A grande aposta de “Doutor Estranho” reside nos efeitos visuais, área em que o filme é sublime. O diretor Scott Derrickson – pouco conhecido e oriundo do cinema de terror, trajetória igual à de Sam Raimi – é feliz ao criar uma atmosfera psicodélica e alucinogênica. Inspirado em gênios como Hitchcock (“Um Corpo que Cai”) e Kubrick (“2001: uma Odisseia no Espaço”), Derrickson não chega ao brilhantismo, mas aprendeu bem a conexão necessária entre os efeitos visuais e o enredo. Não basta a psicodelia, ela precisa fazer sentido. Acertadamente, as imagens surreais se encaixam no contexto estabelecido, tornando-se impressionantes sem largar a coerência.
A direção consegue elaborar cenas épicas, como a do acidente – o slow motion que antecede os impactos é cirúrgico – e a do primeiro encontro de Strange com a Anciã (quando o surreal cresce, em detrimento do racional). O CGI é fenomenal e tem uma criatividade visual inegável. A “dobra” dos prédios traz recordações de “A Origem”, é verdade, mas vai muito além. A criatividade, contudo, é ausente no roteiro, o que resulta em um ritmo irregular que meros establishing shots no Nepal, ainda que belos, não salvam. O primeiro ato tem elipses constantes e sequências curtas, ao que se segue uma ação cada vez mais frenética e demasiadamente alongada.
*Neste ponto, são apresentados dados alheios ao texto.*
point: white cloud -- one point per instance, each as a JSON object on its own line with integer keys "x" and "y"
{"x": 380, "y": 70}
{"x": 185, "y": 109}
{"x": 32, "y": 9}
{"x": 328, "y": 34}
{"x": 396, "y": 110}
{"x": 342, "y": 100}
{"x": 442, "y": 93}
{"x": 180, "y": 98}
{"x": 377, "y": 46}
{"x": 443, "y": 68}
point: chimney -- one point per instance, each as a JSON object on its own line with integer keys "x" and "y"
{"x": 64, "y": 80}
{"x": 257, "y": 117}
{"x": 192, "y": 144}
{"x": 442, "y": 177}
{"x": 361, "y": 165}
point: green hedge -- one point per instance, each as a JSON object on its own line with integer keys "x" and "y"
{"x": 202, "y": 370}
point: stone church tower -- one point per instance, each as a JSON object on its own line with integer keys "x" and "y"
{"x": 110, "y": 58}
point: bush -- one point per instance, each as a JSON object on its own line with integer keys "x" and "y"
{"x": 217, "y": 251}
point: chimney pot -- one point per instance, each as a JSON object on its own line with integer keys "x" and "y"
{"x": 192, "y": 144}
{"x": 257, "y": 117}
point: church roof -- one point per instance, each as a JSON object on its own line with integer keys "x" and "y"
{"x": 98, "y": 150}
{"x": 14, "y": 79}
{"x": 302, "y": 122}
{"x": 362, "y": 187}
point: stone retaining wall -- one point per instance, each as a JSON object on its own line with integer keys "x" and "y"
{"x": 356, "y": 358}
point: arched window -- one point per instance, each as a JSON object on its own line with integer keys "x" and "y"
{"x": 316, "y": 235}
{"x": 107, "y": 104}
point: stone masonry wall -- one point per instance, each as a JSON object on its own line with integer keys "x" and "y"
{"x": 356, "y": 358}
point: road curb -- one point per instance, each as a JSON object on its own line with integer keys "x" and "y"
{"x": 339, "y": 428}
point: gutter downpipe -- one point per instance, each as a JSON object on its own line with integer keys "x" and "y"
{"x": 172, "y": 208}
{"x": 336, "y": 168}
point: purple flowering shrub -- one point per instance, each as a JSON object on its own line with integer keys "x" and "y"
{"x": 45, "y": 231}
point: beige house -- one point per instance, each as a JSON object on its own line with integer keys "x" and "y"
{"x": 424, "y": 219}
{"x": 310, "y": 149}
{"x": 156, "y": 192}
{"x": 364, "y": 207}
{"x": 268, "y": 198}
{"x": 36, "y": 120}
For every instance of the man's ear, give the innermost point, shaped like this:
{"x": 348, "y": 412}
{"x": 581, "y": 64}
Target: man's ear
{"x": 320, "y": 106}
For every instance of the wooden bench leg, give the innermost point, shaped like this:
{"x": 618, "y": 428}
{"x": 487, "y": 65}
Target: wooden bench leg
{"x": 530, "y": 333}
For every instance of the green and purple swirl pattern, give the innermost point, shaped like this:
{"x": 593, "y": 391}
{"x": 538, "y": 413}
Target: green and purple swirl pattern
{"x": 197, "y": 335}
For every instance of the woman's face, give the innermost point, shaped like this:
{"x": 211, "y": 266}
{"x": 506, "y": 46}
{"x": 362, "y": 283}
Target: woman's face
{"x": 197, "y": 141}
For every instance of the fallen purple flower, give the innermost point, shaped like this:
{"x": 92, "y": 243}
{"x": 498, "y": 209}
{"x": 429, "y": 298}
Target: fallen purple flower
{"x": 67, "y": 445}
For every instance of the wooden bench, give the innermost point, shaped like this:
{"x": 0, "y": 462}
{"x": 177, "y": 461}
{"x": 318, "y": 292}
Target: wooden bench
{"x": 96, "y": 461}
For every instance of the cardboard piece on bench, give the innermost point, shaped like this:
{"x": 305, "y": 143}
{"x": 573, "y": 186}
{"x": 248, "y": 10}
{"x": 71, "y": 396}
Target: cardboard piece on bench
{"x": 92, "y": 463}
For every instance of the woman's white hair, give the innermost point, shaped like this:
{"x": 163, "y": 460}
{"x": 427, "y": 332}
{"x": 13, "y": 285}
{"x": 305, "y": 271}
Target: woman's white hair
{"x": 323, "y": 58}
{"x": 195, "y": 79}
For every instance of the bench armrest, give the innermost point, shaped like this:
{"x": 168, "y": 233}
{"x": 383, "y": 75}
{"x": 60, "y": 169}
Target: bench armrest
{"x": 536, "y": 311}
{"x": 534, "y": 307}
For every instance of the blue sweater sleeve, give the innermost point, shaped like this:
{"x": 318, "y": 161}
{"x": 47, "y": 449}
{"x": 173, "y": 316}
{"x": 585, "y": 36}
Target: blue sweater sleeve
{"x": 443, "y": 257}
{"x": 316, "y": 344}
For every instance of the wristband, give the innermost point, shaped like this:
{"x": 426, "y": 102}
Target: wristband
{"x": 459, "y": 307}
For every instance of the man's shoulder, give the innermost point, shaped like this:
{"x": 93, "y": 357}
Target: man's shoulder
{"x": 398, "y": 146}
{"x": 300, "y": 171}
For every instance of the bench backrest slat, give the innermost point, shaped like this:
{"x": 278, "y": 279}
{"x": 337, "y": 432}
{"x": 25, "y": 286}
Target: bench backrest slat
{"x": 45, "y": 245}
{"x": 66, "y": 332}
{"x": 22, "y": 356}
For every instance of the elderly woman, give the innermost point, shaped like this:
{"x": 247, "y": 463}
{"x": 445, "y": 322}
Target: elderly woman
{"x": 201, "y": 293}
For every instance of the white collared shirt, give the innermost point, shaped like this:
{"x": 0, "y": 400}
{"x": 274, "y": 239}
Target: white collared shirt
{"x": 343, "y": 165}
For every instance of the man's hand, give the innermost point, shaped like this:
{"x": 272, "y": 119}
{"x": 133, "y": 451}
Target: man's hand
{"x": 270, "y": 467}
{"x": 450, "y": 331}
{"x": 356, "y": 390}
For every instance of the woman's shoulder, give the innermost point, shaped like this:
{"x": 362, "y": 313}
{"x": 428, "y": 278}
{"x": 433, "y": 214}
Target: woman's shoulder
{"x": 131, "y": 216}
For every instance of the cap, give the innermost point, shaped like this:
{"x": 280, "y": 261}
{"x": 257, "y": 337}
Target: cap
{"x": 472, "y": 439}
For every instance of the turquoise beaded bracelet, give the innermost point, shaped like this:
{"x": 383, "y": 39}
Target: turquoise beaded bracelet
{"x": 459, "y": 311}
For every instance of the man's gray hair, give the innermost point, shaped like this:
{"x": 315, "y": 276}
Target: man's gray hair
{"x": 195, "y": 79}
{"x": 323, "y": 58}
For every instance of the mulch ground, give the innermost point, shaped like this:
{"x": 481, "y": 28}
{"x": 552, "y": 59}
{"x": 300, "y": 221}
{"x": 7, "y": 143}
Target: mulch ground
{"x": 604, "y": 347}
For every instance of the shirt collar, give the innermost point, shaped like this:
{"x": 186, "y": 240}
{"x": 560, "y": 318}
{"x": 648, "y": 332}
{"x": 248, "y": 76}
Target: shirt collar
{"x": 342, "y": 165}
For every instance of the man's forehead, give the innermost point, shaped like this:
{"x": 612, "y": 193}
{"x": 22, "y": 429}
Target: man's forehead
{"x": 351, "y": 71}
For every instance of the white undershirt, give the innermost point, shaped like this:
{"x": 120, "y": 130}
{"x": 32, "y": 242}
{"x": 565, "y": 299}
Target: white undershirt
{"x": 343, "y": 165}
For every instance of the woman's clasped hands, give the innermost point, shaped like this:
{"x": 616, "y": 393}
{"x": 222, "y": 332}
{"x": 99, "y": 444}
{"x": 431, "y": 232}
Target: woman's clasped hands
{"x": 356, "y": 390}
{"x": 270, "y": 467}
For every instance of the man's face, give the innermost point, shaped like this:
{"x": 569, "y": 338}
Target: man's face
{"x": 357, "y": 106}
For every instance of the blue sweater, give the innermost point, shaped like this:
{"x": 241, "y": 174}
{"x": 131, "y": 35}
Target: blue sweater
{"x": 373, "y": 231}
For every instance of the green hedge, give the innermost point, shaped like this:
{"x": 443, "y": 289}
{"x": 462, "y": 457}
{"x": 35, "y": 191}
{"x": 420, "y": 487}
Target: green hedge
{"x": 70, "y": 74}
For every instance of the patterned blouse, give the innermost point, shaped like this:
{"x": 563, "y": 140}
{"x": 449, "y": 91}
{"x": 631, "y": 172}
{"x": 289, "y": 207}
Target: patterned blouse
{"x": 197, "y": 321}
É a obsolescência do roteiro que impede que a película esteja entre as melhores dos filmes de heróis. Embora seja eficaz ao criar uma mitologia própria – inclusive com expressões particulares, como “Manto da Levitação” (praticamente uma personagem à parte), “dimensão espelhada”, “dimensão negra” etc. –, suas idiossincrasias não são suficientes para sustentar uma narrativa tão clichê. Isso fica ainda agravado com alguns elementos ruins, cinco merecem destaque. Não obstante, há que se admitir que o objetivo de constituir uma história de origem é atingido.
Há um didatismo exagerado no plot, subestimando o espectador. Até mesmo a personalidade de Strange é “mastigada” para facilitar a compreensão, quando o perfil é bastante conhecido (parecidíssimo com Tony Stark). Os diálogos são desagradavelmente óbvios, chegando ao nível “ninguém teria feito melhor” versus “eu teria”. Perdendo a oportunidade de ter uma consistência diferenciada e apostar na sobriedade, são várias as piadinhas, nem todas engraçadas (sem piadas o filme não é Marvel). Ainda, o lado antagonista é genérico como um(a) Lanterna, desperdiçando o excepcional Mads Mikkelsen – com mais conteúdo, Kaecilius teria sido um ótimo vilão. Por fim, no que lhe é peculiar, a defesa de multiversos e da vastidão da realidade, o filme é bastante raso (especialmente na abordagem simplista da questão tempo-espaço, que prejudica o desfecho, também simplista) e deixa algumas pontas soltas. Uma delas concerne à Anciã, que só é fascinante graças à espetacular Tilda Swinton.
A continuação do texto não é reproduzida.